Temple Drake (Miriam Hopkins) is the granddaughter of the local judge and has been raised to be a Southern Belle.  Grandad wants her to marry attorney Stephen Benbow (William Gargan).  But Temple is “wild” and has unfulfilled desires that prevent her from committing to one man.  On the night he proposes once again, she goes joyriding with an already drunk boy from her set and he crashes the car.  Miles from home and in a rainstorm, the two proceed to a cabin where the boy swiftly leaves the picture.

The cabin is occupied by some hillbilly types and a bootlegger (Jack La Rue).  All of them eye Temple with great interest.  In the end, it is the bootlegger that attacks her.  He takes her to town where he basically makes her a prisoner.  I won’t reveal much more.  The film ends up as a courtroom drama.

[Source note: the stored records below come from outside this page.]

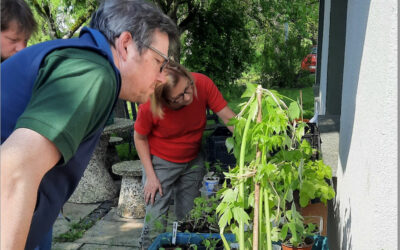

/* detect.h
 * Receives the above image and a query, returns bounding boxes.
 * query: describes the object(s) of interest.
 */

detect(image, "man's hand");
[144,176,163,205]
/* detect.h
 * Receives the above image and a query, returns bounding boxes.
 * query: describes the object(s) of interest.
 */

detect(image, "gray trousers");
[140,152,206,249]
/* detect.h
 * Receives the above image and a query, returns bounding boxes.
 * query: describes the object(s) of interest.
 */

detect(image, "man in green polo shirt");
[1,0,178,250]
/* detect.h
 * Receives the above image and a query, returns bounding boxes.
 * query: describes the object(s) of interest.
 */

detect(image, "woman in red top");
[134,62,235,248]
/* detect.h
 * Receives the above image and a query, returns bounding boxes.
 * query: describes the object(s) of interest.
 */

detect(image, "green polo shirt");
[16,48,117,162]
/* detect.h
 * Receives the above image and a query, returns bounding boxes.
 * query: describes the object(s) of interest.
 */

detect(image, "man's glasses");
[145,45,169,73]
[168,81,193,104]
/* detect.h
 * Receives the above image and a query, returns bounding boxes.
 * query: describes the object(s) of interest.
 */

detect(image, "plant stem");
[219,228,231,250]
[300,90,303,121]
[253,85,262,250]
[239,101,251,249]
[263,188,272,250]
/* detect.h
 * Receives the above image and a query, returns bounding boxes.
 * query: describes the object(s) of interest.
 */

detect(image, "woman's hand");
[144,176,163,205]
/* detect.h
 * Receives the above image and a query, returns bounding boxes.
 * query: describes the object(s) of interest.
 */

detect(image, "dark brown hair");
[151,61,197,118]
[1,0,37,36]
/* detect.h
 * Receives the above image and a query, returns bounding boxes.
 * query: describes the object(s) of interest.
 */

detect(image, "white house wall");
[334,0,398,250]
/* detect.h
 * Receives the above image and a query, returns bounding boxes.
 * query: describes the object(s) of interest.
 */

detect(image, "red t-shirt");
[135,73,227,163]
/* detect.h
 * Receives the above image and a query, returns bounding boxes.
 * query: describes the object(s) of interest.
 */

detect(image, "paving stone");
[75,210,143,247]
[51,242,84,250]
[63,202,101,221]
[53,202,100,239]
[103,207,144,223]
[79,244,140,250]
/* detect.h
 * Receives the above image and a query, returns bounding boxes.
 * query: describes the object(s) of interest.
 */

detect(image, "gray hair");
[90,0,179,53]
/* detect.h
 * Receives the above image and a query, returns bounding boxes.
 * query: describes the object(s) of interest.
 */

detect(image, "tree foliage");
[27,0,98,43]
[182,1,253,86]
[27,0,319,88]
[258,0,319,88]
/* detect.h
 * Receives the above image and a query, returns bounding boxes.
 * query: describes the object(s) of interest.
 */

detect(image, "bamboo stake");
[238,100,251,249]
[253,85,262,250]
[300,90,303,121]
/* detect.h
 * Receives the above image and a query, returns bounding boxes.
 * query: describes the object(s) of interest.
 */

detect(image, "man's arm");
[216,105,236,133]
[1,128,61,250]
[134,131,163,205]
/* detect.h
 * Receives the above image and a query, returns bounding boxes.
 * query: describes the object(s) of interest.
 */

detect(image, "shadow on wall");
[339,0,371,173]
[328,177,352,250]
[328,0,371,250]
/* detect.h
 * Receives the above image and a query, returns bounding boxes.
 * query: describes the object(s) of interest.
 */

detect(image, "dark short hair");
[90,0,178,53]
[1,0,37,35]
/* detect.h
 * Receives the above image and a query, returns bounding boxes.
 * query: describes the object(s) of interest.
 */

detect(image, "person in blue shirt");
[0,0,37,62]
[0,0,178,250]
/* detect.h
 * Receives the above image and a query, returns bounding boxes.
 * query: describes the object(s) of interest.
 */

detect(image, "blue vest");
[1,28,121,249]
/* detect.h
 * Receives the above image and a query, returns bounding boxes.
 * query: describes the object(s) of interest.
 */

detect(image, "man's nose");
[157,70,167,83]
[15,41,26,52]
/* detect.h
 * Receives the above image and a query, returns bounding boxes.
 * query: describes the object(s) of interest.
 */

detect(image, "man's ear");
[115,31,134,60]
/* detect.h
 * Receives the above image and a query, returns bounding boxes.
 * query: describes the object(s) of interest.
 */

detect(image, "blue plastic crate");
[148,233,329,250]
[148,233,235,250]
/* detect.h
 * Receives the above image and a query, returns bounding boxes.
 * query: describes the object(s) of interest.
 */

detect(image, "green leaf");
[232,207,250,225]
[288,102,300,120]
[280,224,289,241]
[225,137,235,153]
[242,83,257,98]
[218,209,232,228]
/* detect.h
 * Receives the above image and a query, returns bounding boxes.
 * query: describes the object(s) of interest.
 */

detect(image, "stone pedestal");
[112,160,146,219]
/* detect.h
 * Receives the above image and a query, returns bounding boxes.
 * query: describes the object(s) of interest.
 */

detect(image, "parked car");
[301,45,317,73]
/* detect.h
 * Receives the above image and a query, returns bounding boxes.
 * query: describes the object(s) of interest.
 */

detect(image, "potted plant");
[217,84,335,249]
[149,195,235,250]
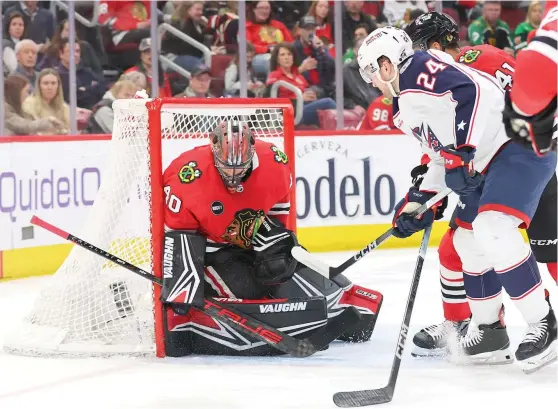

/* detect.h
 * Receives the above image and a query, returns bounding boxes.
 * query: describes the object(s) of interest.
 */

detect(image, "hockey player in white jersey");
[358,27,556,371]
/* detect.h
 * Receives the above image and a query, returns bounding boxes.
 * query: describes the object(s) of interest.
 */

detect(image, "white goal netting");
[4,100,290,356]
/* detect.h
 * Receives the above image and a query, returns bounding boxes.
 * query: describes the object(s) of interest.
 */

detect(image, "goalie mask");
[211,120,255,192]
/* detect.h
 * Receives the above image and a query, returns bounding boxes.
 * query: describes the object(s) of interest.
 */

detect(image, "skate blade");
[450,349,514,365]
[411,346,449,358]
[517,341,558,375]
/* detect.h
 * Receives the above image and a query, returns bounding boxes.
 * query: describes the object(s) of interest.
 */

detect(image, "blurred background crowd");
[0,0,542,136]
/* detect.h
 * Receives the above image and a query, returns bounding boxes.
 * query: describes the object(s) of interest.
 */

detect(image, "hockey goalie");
[162,120,383,356]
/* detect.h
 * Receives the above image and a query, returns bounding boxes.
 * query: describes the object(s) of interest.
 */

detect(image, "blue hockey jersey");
[393,50,509,191]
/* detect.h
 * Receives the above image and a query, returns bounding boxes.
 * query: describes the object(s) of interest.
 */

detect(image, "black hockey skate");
[515,299,558,374]
[452,320,513,365]
[411,318,471,358]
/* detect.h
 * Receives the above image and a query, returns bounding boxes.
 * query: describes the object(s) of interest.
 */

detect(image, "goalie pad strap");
[161,230,206,307]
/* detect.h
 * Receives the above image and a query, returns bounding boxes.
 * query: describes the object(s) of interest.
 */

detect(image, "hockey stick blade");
[333,386,393,408]
[291,188,451,279]
[31,216,354,358]
[333,225,432,408]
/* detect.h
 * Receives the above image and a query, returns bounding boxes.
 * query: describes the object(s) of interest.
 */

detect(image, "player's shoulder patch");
[178,161,202,184]
[270,145,289,165]
[458,48,482,64]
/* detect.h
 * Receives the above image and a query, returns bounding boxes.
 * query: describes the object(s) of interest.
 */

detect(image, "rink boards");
[0,131,455,278]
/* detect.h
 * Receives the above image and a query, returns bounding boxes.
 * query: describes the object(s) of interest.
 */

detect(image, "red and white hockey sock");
[546,262,558,283]
[438,229,471,321]
[496,250,549,323]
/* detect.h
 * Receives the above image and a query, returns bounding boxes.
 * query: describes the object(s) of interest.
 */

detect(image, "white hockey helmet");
[358,26,414,96]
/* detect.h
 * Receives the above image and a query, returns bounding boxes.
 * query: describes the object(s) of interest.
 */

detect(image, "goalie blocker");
[161,228,383,357]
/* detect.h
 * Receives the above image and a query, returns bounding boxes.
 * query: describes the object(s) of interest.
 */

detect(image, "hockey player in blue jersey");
[358,27,557,371]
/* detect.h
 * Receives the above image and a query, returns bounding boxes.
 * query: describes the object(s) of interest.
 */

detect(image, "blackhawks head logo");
[459,50,482,64]
[221,209,265,248]
[271,145,289,165]
[178,161,202,183]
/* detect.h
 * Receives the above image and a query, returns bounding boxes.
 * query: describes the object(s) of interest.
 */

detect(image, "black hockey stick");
[333,225,432,408]
[291,188,451,279]
[31,216,361,358]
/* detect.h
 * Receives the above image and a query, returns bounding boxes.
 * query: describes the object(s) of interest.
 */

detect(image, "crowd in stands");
[1,0,542,135]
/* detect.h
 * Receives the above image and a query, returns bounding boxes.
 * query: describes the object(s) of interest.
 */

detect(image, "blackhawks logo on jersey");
[221,209,265,248]
[459,50,482,64]
[178,161,202,183]
[271,145,289,165]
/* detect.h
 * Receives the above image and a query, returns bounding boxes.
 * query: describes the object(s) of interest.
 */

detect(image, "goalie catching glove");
[393,187,448,239]
[252,216,298,285]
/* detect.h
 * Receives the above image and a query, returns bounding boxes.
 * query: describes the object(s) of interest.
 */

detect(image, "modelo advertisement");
[0,135,420,250]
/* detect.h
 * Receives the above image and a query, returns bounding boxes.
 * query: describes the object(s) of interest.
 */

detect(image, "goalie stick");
[291,188,451,279]
[31,216,361,358]
[333,225,432,408]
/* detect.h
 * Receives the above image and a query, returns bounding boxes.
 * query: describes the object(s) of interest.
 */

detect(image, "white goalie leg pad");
[453,227,502,324]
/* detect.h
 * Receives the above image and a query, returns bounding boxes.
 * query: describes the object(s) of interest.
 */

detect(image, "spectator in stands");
[120,71,148,91]
[246,1,293,80]
[2,10,25,76]
[125,38,172,97]
[177,64,213,98]
[266,43,336,126]
[3,10,26,48]
[339,0,377,53]
[343,24,370,64]
[99,0,155,67]
[207,1,238,54]
[294,16,335,98]
[23,68,70,134]
[37,20,103,78]
[161,1,221,71]
[56,39,106,109]
[513,0,543,52]
[469,1,514,55]
[2,74,63,136]
[383,0,428,28]
[343,38,380,114]
[225,43,265,97]
[2,40,17,78]
[307,0,333,46]
[85,79,139,134]
[15,39,39,91]
[4,1,54,54]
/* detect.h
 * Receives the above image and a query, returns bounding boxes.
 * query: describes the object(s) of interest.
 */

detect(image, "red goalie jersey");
[163,140,292,248]
[511,0,558,116]
[455,44,515,91]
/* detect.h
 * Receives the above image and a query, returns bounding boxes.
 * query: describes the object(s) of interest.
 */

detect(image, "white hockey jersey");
[393,50,509,192]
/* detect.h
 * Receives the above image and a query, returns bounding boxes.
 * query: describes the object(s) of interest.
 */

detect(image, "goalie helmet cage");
[4,98,296,357]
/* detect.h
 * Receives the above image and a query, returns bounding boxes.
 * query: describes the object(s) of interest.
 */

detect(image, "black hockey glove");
[392,186,448,239]
[503,92,557,156]
[411,165,428,189]
[252,216,298,285]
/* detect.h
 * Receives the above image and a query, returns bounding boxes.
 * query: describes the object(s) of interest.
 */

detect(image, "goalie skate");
[451,320,513,365]
[411,319,471,358]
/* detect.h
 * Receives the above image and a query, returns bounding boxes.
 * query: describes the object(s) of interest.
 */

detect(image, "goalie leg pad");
[165,297,327,357]
[161,230,206,308]
[274,266,383,342]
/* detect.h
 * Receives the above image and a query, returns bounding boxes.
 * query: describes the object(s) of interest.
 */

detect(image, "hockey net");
[4,98,296,356]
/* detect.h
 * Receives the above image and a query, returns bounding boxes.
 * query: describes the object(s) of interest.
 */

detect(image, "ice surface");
[0,249,558,409]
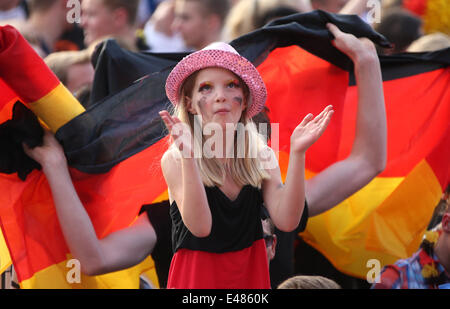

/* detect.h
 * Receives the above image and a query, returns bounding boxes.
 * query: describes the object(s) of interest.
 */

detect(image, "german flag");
[0,26,164,288]
[403,0,450,35]
[0,11,450,287]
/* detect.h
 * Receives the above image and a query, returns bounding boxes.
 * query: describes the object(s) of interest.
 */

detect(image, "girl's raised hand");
[291,105,334,153]
[327,23,377,62]
[159,110,194,158]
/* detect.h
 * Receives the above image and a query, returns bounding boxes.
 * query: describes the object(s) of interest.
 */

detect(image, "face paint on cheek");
[197,96,206,111]
[233,97,244,106]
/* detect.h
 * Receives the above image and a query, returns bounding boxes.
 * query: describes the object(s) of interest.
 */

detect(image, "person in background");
[81,0,148,51]
[406,32,450,53]
[374,9,423,55]
[0,0,28,21]
[262,218,277,265]
[277,276,341,290]
[5,0,71,57]
[372,201,450,289]
[172,0,230,50]
[144,0,188,53]
[44,50,94,94]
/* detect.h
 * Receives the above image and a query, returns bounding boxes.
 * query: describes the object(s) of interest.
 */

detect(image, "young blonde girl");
[160,43,333,288]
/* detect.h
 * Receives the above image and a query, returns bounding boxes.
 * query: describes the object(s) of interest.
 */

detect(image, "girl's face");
[187,68,247,128]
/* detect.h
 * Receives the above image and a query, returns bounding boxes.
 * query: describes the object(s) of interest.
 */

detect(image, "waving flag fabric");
[0,26,159,288]
[0,11,450,287]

This movie is strong on sexual menace and expressionist lighting.  Sometimes Hopkins grates on me but here she hits all the right notes between terror and outrage.

The film was banned in Pennsylvania and Ohio and heavily censored in New York.  The Breen office ordered that it never be re-released after the Code came into effect in 1934. Seems pretty tame by modern standards, but it’s still strong stuff if you read between the lines.

The film is currently available on YouTube.